NASHVILLE, Tenn. (WKRN) — As the Tennessee Titans recover from several players being diagnosed with COVID-19, they also face two other residual implications: virtual team preparation and the possibility of health complications.
“They are going to have a team meeting on the computer,” said Chris Sanders, a former Titans wide receiver. He says going virtual won’t be much different than how the team would prepare normally. “The next thing that the Tennessee Titans are going to do is — break up into individual meetings. They have a wide receivers meeting, a defensive backs meeting. The quarterback meets.”
When it comes to those players who have been diagnosed with the virus, Sanders said the coaching staff has several decisions to make.
“This is where depth comes into play. Just say if a Corey Davis has COVID — who is going to be the other guy to play? Do you go get another veteran wide receiver? Or do you play with the guys you have?” Sanders asked rhetorically. “We just gotta cross our fingers and hope that all 8 guys are there. ‘Cause if they are not, and they are one of your prominent players — then what do you do?”
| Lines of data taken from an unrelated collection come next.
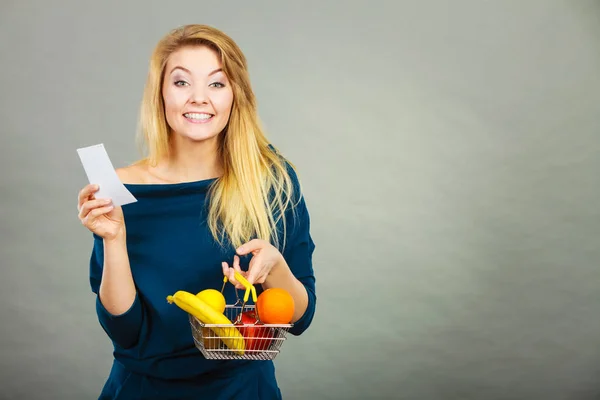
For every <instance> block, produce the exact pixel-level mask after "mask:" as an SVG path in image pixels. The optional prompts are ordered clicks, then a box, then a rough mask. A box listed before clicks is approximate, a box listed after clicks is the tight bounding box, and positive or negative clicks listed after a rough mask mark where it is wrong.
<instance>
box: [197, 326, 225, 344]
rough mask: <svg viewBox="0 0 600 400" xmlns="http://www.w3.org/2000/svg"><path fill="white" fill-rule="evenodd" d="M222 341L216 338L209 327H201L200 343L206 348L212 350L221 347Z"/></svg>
mask: <svg viewBox="0 0 600 400" xmlns="http://www.w3.org/2000/svg"><path fill="white" fill-rule="evenodd" d="M222 343H223V342H222V341H221V339H220V338H218V337H217V336H216V335H215V333H214V332H213V331H212V330H211V329H210V328H206V327H204V328H202V344H203V345H204V348H205V349H207V350H214V349H218V348H220V347H221V344H222Z"/></svg>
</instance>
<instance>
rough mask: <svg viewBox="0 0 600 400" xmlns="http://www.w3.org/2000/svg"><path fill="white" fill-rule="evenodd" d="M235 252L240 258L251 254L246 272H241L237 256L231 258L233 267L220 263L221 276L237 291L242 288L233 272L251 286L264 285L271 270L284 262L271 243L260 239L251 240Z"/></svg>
mask: <svg viewBox="0 0 600 400" xmlns="http://www.w3.org/2000/svg"><path fill="white" fill-rule="evenodd" d="M236 252H237V254H239V255H240V256H243V255H246V254H250V253H252V259H251V260H250V265H249V267H248V271H247V272H245V271H242V270H241V268H240V258H239V257H238V256H237V255H236V256H234V258H233V267H230V266H229V265H228V264H227V263H226V262H223V263H222V266H223V274H224V275H225V276H227V279H229V281H230V282H231V283H232V284H234V285H235V287H236V288H237V289H244V286H242V284H240V283H239V282H238V281H237V280H236V279H235V276H234V273H235V271H237V272H239V273H240V274H241V275H242V276H243V277H244V278H246V280H247V281H248V282H249V283H250V284H251V285H255V284H262V283H265V281H266V280H267V277H268V276H269V273H271V271H272V270H273V268H276V267H278V266H279V265H281V264H282V263H283V262H284V259H283V255H282V254H281V253H280V252H279V250H277V249H276V248H275V247H274V246H273V245H271V243H269V242H267V241H265V240H261V239H253V240H251V241H249V242H247V243H245V244H243V245H242V246H240V247H239V248H238V249H237V250H236Z"/></svg>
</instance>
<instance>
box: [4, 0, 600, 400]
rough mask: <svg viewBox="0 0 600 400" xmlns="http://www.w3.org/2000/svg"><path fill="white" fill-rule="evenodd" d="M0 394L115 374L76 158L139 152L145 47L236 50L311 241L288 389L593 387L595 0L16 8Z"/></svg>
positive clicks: (126, 163)
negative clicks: (139, 136) (308, 326)
mask: <svg viewBox="0 0 600 400" xmlns="http://www.w3.org/2000/svg"><path fill="white" fill-rule="evenodd" d="M0 15H1V16H0V54H1V59H0V72H1V73H0V87H1V92H0V93H1V94H0V96H1V97H0V121H1V122H0V124H1V125H0V130H1V133H2V136H1V137H2V142H1V143H2V146H1V148H2V153H1V154H2V157H1V158H0V167H1V168H2V177H1V178H0V179H1V180H0V182H1V185H2V196H1V201H2V207H0V224H1V227H2V241H1V244H0V254H1V257H2V258H1V260H2V275H1V279H0V300H1V306H0V321H1V323H0V368H1V377H0V397H1V398H3V399H63V400H66V399H94V398H97V396H98V394H99V392H100V389H101V387H102V385H103V383H104V379H105V378H106V376H107V373H108V371H109V367H110V365H111V357H112V355H111V350H112V348H111V345H110V343H109V341H108V339H107V338H106V336H105V334H104V332H103V331H102V329H101V328H100V326H99V324H98V322H97V319H96V315H95V310H94V297H93V295H92V293H91V291H90V288H89V283H88V260H89V254H90V251H91V245H92V241H91V240H92V238H91V235H90V234H89V233H88V231H86V230H85V228H83V227H82V226H81V225H80V223H79V221H78V220H77V212H76V195H77V191H78V190H79V189H80V188H81V187H82V186H83V185H84V184H86V178H85V175H84V171H83V169H82V167H81V164H80V163H79V159H78V156H77V154H76V148H78V147H83V146H87V145H92V144H96V143H104V144H105V146H106V148H107V151H108V152H109V155H110V156H111V159H112V161H113V163H114V164H115V166H116V167H119V166H123V165H125V164H128V163H130V162H132V161H134V160H136V159H137V158H138V153H137V149H136V145H135V140H134V131H135V127H136V118H137V111H138V107H139V101H140V99H141V94H142V88H143V84H144V81H145V77H146V71H147V68H148V58H149V56H150V52H151V50H152V48H153V47H154V45H155V44H156V42H157V40H158V39H159V38H160V37H161V36H162V35H164V34H165V33H166V32H167V31H168V30H169V29H171V28H174V27H176V26H179V25H182V24H186V23H207V24H210V25H214V26H216V27H218V28H220V29H223V30H224V31H226V32H227V33H229V34H230V35H231V36H232V37H233V38H234V39H235V40H236V41H237V42H238V43H239V45H240V46H241V47H242V49H243V51H244V52H245V54H246V55H247V57H248V60H249V63H250V73H251V78H252V81H253V85H254V88H255V90H256V94H257V96H258V100H259V104H260V113H261V118H262V120H263V121H264V124H265V127H266V129H267V131H268V133H269V136H270V138H271V139H272V141H273V143H274V144H275V145H277V146H279V147H280V148H281V149H282V150H283V151H284V153H285V154H286V155H287V156H289V158H290V159H291V160H292V161H293V162H295V163H296V164H297V165H298V167H299V170H300V177H301V179H302V182H303V184H304V188H305V192H306V197H307V201H308V205H309V208H310V212H311V215H312V226H313V236H314V239H315V242H316V244H317V250H316V253H315V268H316V274H317V279H318V281H317V285H318V286H317V290H318V292H317V293H318V299H319V300H318V308H317V315H316V318H315V320H314V323H313V326H312V327H311V328H310V329H309V330H308V331H307V332H306V333H305V334H304V335H303V336H301V337H299V338H292V339H291V340H290V341H288V342H287V343H286V344H285V347H284V349H283V350H284V351H283V352H282V353H281V354H280V355H279V357H278V358H277V360H276V366H277V371H278V378H279V383H280V385H281V388H282V391H283V393H284V398H285V399H319V400H320V399H323V400H326V399H391V398H399V399H419V400H421V399H423V400H428V399H461V400H467V399H476V400H488V399H502V400H504V399H523V400H525V399H526V400H532V399H545V400H554V399H569V400H574V399H597V398H598V397H599V396H600V317H599V315H600V271H599V268H598V267H599V264H600V263H599V261H600V246H599V244H600V243H599V242H600V240H599V238H600V197H599V195H600V187H599V183H598V182H599V179H600V177H599V170H600V154H599V153H600V145H599V143H600V130H599V128H600V72H599V71H600V39H599V38H600V3H599V2H597V1H577V0H573V1H549V0H513V1H496V2H492V1H481V0H472V1H444V0H439V1H422V2H417V1H385V2H384V1H373V2H367V1H365V2H362V3H359V2H354V1H353V2H349V1H343V2H342V1H339V2H334V1H324V2H307V1H302V2H267V1H253V2H248V1H239V2H201V1H174V2H166V1H136V2H117V1H110V2H106V1H105V2H81V1H51V2H45V1H41V0H40V1H37V2H34V1H24V0H20V1H8V2H7V1H6V0H4V1H3V2H2V5H1V8H0Z"/></svg>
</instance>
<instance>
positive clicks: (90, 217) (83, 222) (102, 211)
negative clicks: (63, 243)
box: [82, 205, 115, 226]
mask: <svg viewBox="0 0 600 400" xmlns="http://www.w3.org/2000/svg"><path fill="white" fill-rule="evenodd" d="M113 208H115V207H114V206H113V205H109V206H106V207H100V208H94V209H93V210H91V211H90V212H89V213H88V214H87V215H86V216H85V217H84V218H83V220H82V223H83V224H84V225H86V226H90V225H91V224H92V223H93V222H94V220H96V219H97V218H98V217H100V216H102V215H104V214H108V213H109V212H111V211H112V210H113Z"/></svg>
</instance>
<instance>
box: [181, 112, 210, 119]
mask: <svg viewBox="0 0 600 400" xmlns="http://www.w3.org/2000/svg"><path fill="white" fill-rule="evenodd" d="M183 115H184V116H185V117H186V118H189V119H200V120H206V119H209V118H210V117H212V115H210V114H204V113H187V114H183Z"/></svg>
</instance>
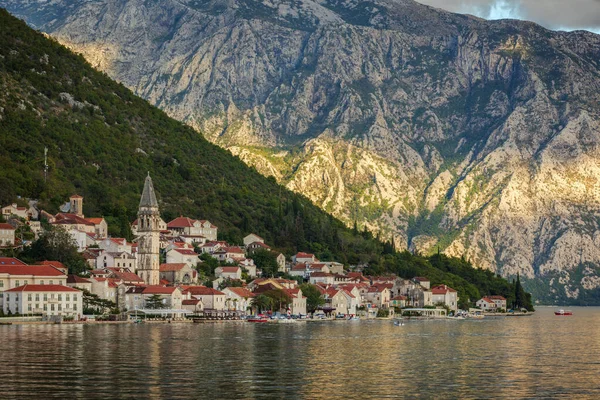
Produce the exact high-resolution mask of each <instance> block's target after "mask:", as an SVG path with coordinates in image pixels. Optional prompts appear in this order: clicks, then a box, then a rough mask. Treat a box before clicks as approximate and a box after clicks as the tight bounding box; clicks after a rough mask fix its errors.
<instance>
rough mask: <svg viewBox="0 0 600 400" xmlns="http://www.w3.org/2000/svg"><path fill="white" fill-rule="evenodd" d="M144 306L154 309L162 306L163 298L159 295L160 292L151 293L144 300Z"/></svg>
mask: <svg viewBox="0 0 600 400" xmlns="http://www.w3.org/2000/svg"><path fill="white" fill-rule="evenodd" d="M146 307H147V308H150V309H153V310H156V309H159V308H164V304H163V299H162V297H160V294H153V295H152V296H150V297H149V298H148V299H147V300H146Z"/></svg>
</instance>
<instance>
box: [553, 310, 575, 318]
mask: <svg viewBox="0 0 600 400" xmlns="http://www.w3.org/2000/svg"><path fill="white" fill-rule="evenodd" d="M554 315H561V316H566V315H573V311H571V310H563V309H560V310H558V311H554Z"/></svg>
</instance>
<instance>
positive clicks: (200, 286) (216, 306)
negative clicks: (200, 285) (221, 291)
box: [183, 286, 226, 312]
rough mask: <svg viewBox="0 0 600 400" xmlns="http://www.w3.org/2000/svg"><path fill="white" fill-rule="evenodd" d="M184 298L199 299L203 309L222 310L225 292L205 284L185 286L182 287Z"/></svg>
mask: <svg viewBox="0 0 600 400" xmlns="http://www.w3.org/2000/svg"><path fill="white" fill-rule="evenodd" d="M183 294H184V297H185V299H200V300H201V301H202V304H203V305H204V311H206V312H210V311H224V310H225V299H226V296H225V293H223V292H221V291H219V290H216V289H213V288H209V287H206V286H185V287H184V289H183Z"/></svg>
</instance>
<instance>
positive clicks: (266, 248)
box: [248, 242, 271, 249]
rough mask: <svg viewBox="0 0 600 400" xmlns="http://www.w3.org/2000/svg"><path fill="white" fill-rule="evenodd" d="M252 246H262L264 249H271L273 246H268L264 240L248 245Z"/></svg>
mask: <svg viewBox="0 0 600 400" xmlns="http://www.w3.org/2000/svg"><path fill="white" fill-rule="evenodd" d="M250 246H258V247H262V248H263V249H270V248H271V247H269V246H267V245H266V244H264V243H263V242H252V243H250V244H249V245H248V247H250Z"/></svg>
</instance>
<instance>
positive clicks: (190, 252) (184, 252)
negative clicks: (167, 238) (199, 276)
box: [173, 248, 198, 256]
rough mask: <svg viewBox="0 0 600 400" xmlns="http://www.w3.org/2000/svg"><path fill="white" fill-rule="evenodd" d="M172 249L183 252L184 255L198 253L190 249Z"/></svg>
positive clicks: (185, 255) (194, 255)
mask: <svg viewBox="0 0 600 400" xmlns="http://www.w3.org/2000/svg"><path fill="white" fill-rule="evenodd" d="M173 251H176V252H178V253H179V254H183V255H184V256H197V255H198V253H196V252H195V251H194V250H191V249H180V248H176V249H173Z"/></svg>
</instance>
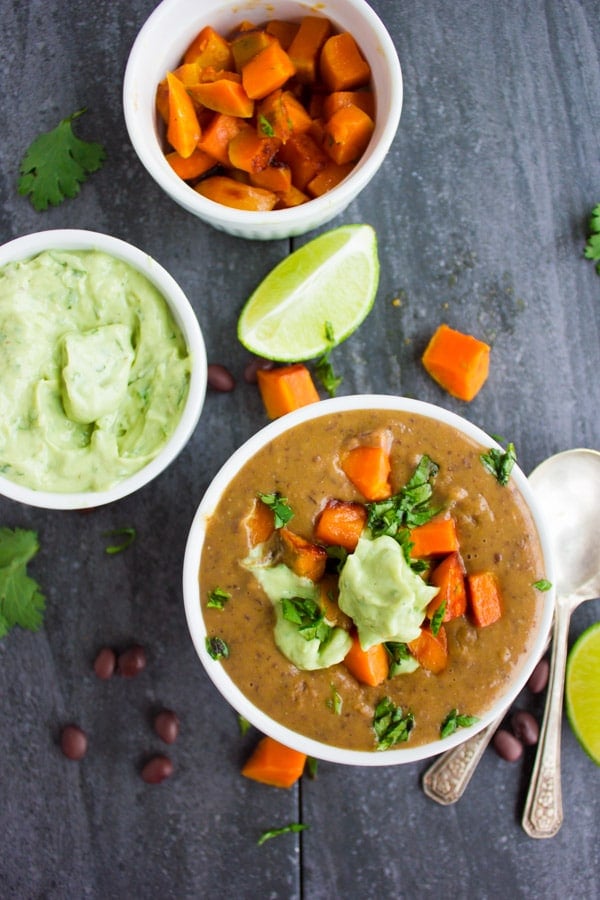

The team has not released the names of those players who have COVID. However, Sports Cardiologists say the athletes could face life-long implications — like permanent heart damage.
“Most viral infections might affect the heart muscle maybe 1% of the time. But, coronavirus is probably around a 10% risk of involving a heart muscle. And, that’s what we call myocarditis,” said Dr. Jim Gentry, a sports cardiologist for TriStar Centennial.
Gentry says symptoms could include heart dysfunction, abnormal heath rhythm, or even death.
“What is recommended is that they slowly resume exercise,” Dr. Gentry explained. “They don’t go out there and do 100% on day one. We want to make sure that as they increase their exercise that they aren’t having symptoms.”
The impacted players are defensive lineman Daquan Jones, long snapper Beau Brinkley and practice squad tight end Tommy Hudson.
Each player who tested positive for the virus must be cleared by the team physician and pass a cardiac screening exam.